The intensity of erosion in the study area was mainly mild erosion, moderate erosion and strength erosion; micro erosion and severe erosion appeared to a lesser extent.

(2)

The spatial distribution of freeze-thawing erosion sensitivity is significantly different in different spatial patterns, and the intensity of freeze-thawing erosion is large in high altitude areas. The Tanggula Mountains contains the most of severe erosion area.

(3)

Annual temperature range, elevation, slope, aspect and content of sand in soil accelerate soil freeze-thawing erosion. Vegetation coverage inhibit freeze-thawing erosion. The increase of moisture index strengthened the role of NDVI and sand content. The increase of moisture index strengthened the inhibitory effect of NDVI but also strengthened the promoting effect of sand content. Under the comprehensive action of various factors, the melting of glaciers and the thaw of permafrost in the Qinghai-Tibet Plateau have accelerated the soil freeze-thawing erosion.

(4)

In this paper, the results of freeze-thawing erosion are compared with those published in the bulletin of soil and water conservation in recent years in Chindu County. The spatial distribution and intensity of freeze-thawing erosion are very similar, so the results are accurate.

Chen Qiong et al. [36] used A semiquantitative model A = R × K × L × S × C × P to evaluate the degree of freeze-thawing erosion in the three rivers source region. In 2005, the freeze-thawing erosion in three rivers source region was mainly distributed in most areas of northwest China, and the area with moderate erosion degree or above accounted for more than half of the whole area. It was the type of erosion with the most extensive and highest erosion degree in three rivers source region. The quantitative research model also judges the weight of impact factors subjectively according to expert opinions. In this paper, AHP semiquantitatively assigned the weight of each factor according to the subjective judgment of experts and the importance of factors, and concluded that from 2006 to 2016, the freeze-thawing erosion in the study area weakened from northwest to southeast and the erosion effect was enhanced compared with that of 2005. It was said that the freeze-thawing erosion area in many counties also increased. If the two models are combined and the weights of R and K factors are calculated by analytic hierarchy process, it may be better.
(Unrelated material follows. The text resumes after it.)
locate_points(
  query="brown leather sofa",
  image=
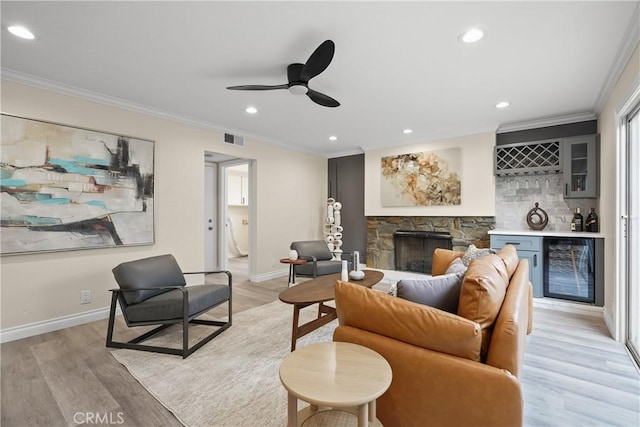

In recent decades, climate warming is the basic factor to accelerate the melting of glaciers. The deposition and accumulation of black carbon aerosols from greenhouse gases on the surface of glaciers further enhances freeze-thawing erosion. Therefore, it is an important measure to protect vegetation and reduce the destruction of vegetation by human activities to slow down the degradation of permafrost and freeze-thawing erosion. At the same time, it can control the emission of greenhouse gases and slow down the rate of climate warming without changing the light intensity and natural conditions of mountain structure. In addition, the discharge of industrial pollutants should be strictly controlled after reaching the standard. This paper studies the influence of seven types of factors on freeze-thawing erosion of Chin-sha river, Ya-lung river and Lantsang river in order to provide data support for freeze-thawing disaster monitoring and risk assessment in “One Belt and One Road” economic belt. The disaster risk brought by soil freeze-thawing erosion on the Qinghai-Tibet Plateau not only brings severe challenges to socioeconomic development of the belt and road region but also brings environmental risks to the water resources planning and management, sustainable development of plenty of countries in the “One Belt and One Road” region and it will affect the construction of a Community of a Shared Future for Mankind.